- Release Date
- 31 December, 1999
- Single Player
- Whoopee Camp
- Sony Computer Entertainment
The PlayStation Store recently saw the re-release of PS1 classics, Tomba and Tomba 2 (better known as Tombi in Europe). I was absolutely thrilled as Tomba 2: The Evil Swine Return was one of my childhood favorites. Unfortunately, the games were only available in Japanese and, try as I might, I couldn’t get through all of the challenges without being fluent. Off I trudged to Amazon to see how much an English copy was and found nothing cheaper than at least fifty dollars – cripes. In a final act of desperation, I dug through my old case of games and voila! There was my pink haired beauty, ready to go!
Loaded, booted and off we went!
Now, some games just do not age well. Even nostalgia cannot always blind players to the awful polygons writhing before them or the finicky controls most of us have long since tried to repress in our memories. Tomba 2, however, is not on that list.
The game still looks fairly crisp and colorful, with its 2.5D worlds all still feeling well-crafted, vibrant and impressive. They still have a presentation about them that brought a smile or two. The only downside is that they are far too small. Even so, they are packed quite nicely with gems, secrets and items that will come into play in quests to come without feeling crowded or unnecessary.
That’s one thing I always really loved about Tomba 2: the puzzles and problem-solving elements. While they don’t seem all that difficult now, my child brain was completely blown working out how to solve each and every one. It’s one of the only games I’ve ever played that made back-tracking fun. Normally, this is something that can hinder or even ruin the experience, but it still holds strong as a gameplay element here.
Speaking of, the controls are still pretty impressive. Tomba controls well, though the hit detection is sometimes a little too precise. The Kujara Ranch, the third world in the game, features a mini-game in which Tomba must toss the Kujara into washing machines before the time limit runs out. Sounds simple enough, right? Ha ha, nope.

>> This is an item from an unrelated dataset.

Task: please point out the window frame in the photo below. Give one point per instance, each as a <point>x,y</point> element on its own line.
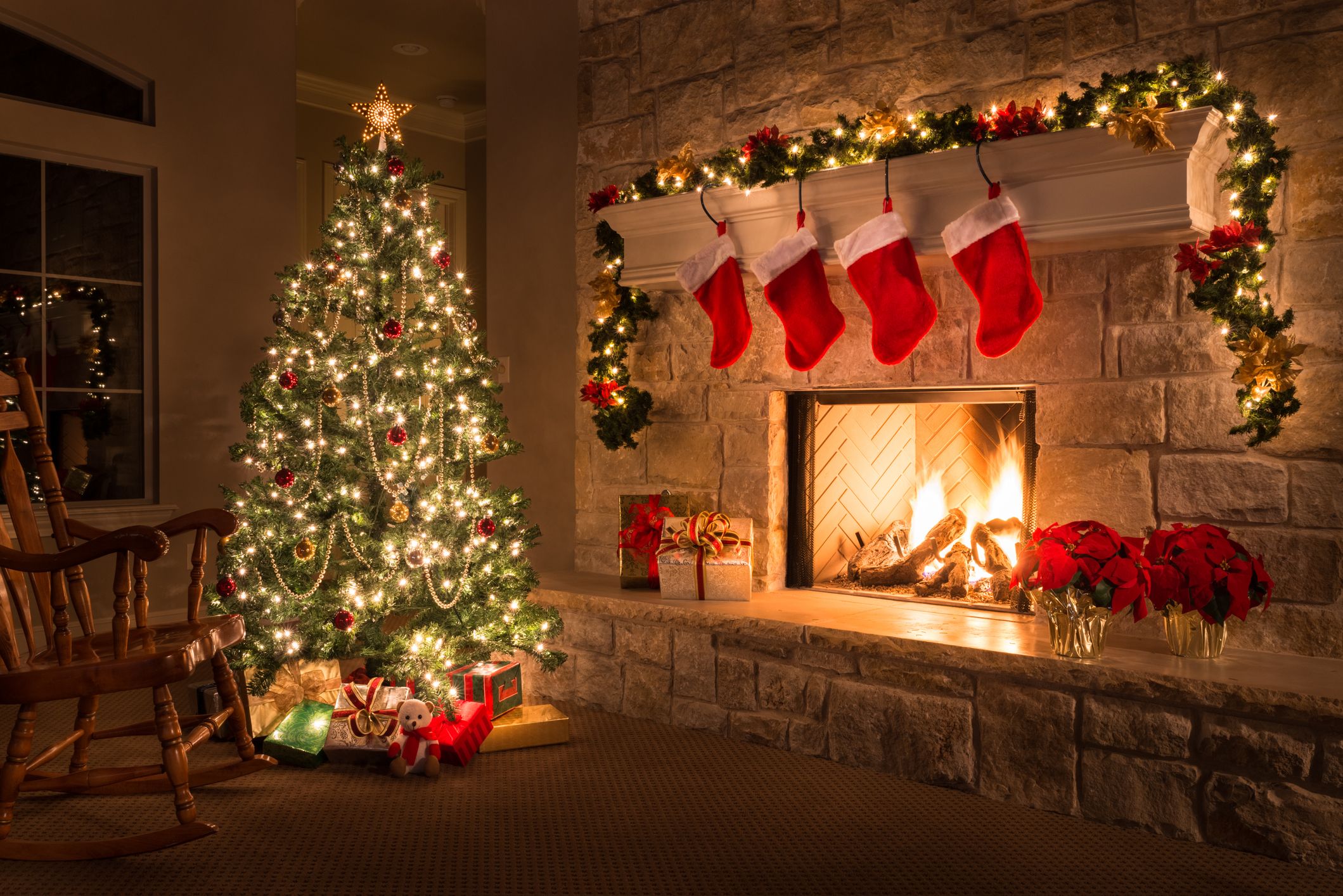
<point>92,57</point>
<point>116,509</point>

The hit detection has to be just spot on, otherwise the oversized cheeps will hit the wall and bounce off – not to mention you have to jump just right to catch them, or they’ll briefly stun you and you’ll lose precious seconds. There’s ten levels to this game; ten levels of increasing difficulty and madness. It was one of two quests in Tomba 2 that actually took me years to beat with my awful hand-eye coordination.
On this day, I shake my fist at thee, Tomba. Ten years you’ve mocked me with your impossible trolley quest and Kujara washing. Now, I emerge the victor, with only a touch of shame!
Ahem, continuing on. The story here is pretty standard of an early platformer: evil pigs kidnap Tomba’s friend and have put a curse on the various worlds. In order to beat the game, Tomba must fight each one of the evil pigs to break the curse and find Tabby. It’s not exactly the most stellar plot, but with all the fun mixed in, I honestly couldn’t care less. The boss battles alone make up for the lackluster plot and vary in arena and difficulty. While the evil pigs aren’t exactly bursting in complexity and rich back story (really, who is in this game?), they do make for some engaging and fun antagonists, especially as things go batshit insane near the end of the game.
And oh, that voice acting. Dear Poseidon in the sea, it is some of the most hilariously mismatched and goofy voice acting I’ve ever heard. Japanese games aren’t the luckiest when it comes to getting American voice actors to translate and stand in, but the game had me in tears of laughter and unadulterated mirth within the first level. It’s the little things that keep you going.
In short, Tomba 2 is still a great game. It stacks up pretty well against other PS1 classics, and everything still feels lovingly crafted and solid from most angles. While it does feel a bit shorter and sillier now, I still have fond memories and I am glad to know those memories aren’t just blinded in nostalgia.
If you’ve never played, give it a shot if the chance ever arrives (or your Japanese is pretty good).